Happy Nomad on September 19, 2014 at 8:49 AM

Probably the Texan in me was sympathetic to the Yes vote…hoping a quick economic fail would eventually end the lefties in both countries.

workingclass artist on September 19, 2014 at 8:48 AM

Being of Scottish heritage, I was emotionally in favor of independence but the practical reality is that it would have never worked the way that Salmond was laying out his version of a socialist utopia.

Happy Nomad on September 19, 2014 at 8:53 AM

Probably the Texan in me was sympathetic to the Yes vote…

workingclass artist on September 19, 2014 at 8:48 AM

Apples and oranges.

Sure Scotland has oil, but other than that, they have scotch whiskey…and scotch whiskey.

cozmo on September 19, 2014 at 8:54 AM

Someday the English muslims will rise up and demand “independence” and their own state, except they won’t take no for an answer.
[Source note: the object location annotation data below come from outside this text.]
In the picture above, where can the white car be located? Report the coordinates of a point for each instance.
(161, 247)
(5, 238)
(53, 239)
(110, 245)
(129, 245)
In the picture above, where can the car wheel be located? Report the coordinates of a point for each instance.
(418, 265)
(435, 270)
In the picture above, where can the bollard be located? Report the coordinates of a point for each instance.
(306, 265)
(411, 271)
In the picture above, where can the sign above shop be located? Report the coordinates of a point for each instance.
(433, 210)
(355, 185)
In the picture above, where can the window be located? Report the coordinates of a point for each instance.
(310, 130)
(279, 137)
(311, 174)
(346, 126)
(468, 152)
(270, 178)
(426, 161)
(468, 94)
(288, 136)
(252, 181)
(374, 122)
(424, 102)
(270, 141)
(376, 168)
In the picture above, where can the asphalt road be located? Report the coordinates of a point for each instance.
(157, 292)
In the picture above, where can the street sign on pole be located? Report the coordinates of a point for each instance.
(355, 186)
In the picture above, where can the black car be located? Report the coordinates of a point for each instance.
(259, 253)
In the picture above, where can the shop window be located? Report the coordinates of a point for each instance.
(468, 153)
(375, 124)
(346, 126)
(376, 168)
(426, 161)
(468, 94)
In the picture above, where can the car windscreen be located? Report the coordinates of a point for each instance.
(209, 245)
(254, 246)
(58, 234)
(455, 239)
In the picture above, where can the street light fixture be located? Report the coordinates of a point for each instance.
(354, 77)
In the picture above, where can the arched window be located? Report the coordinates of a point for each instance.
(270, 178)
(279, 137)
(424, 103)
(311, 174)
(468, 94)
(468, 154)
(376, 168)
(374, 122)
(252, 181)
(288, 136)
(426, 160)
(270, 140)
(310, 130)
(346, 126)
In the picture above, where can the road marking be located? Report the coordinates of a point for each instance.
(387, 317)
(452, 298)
Bishop on September 19, 2014 at 8:25 AM

They have one, it’s called Luton.

ExPat on September 19, 2014 at 8:58 AM

Sure Scotland has oil, but other than that, they have scotch whiskey…and scotch whiskey.

cozmo on September 19, 2014 at 8:54 AM

And sheep. Which would have voted for independence in high numbers had American Democrats been “helping” with the voting.

Happy Nomad on September 19, 2014 at 8:59 AM

A Consitutional Convention, create a Federal government of sovereign States each having control and responsibility for their own citizens, taxes, spending, education, et al. A Federal government tying it all together with the common defense, foreign policy, immigration and border protection …

Could be a workable idea. I understand someone tried that here once upon a time until the jackass Liberals turned it on its head.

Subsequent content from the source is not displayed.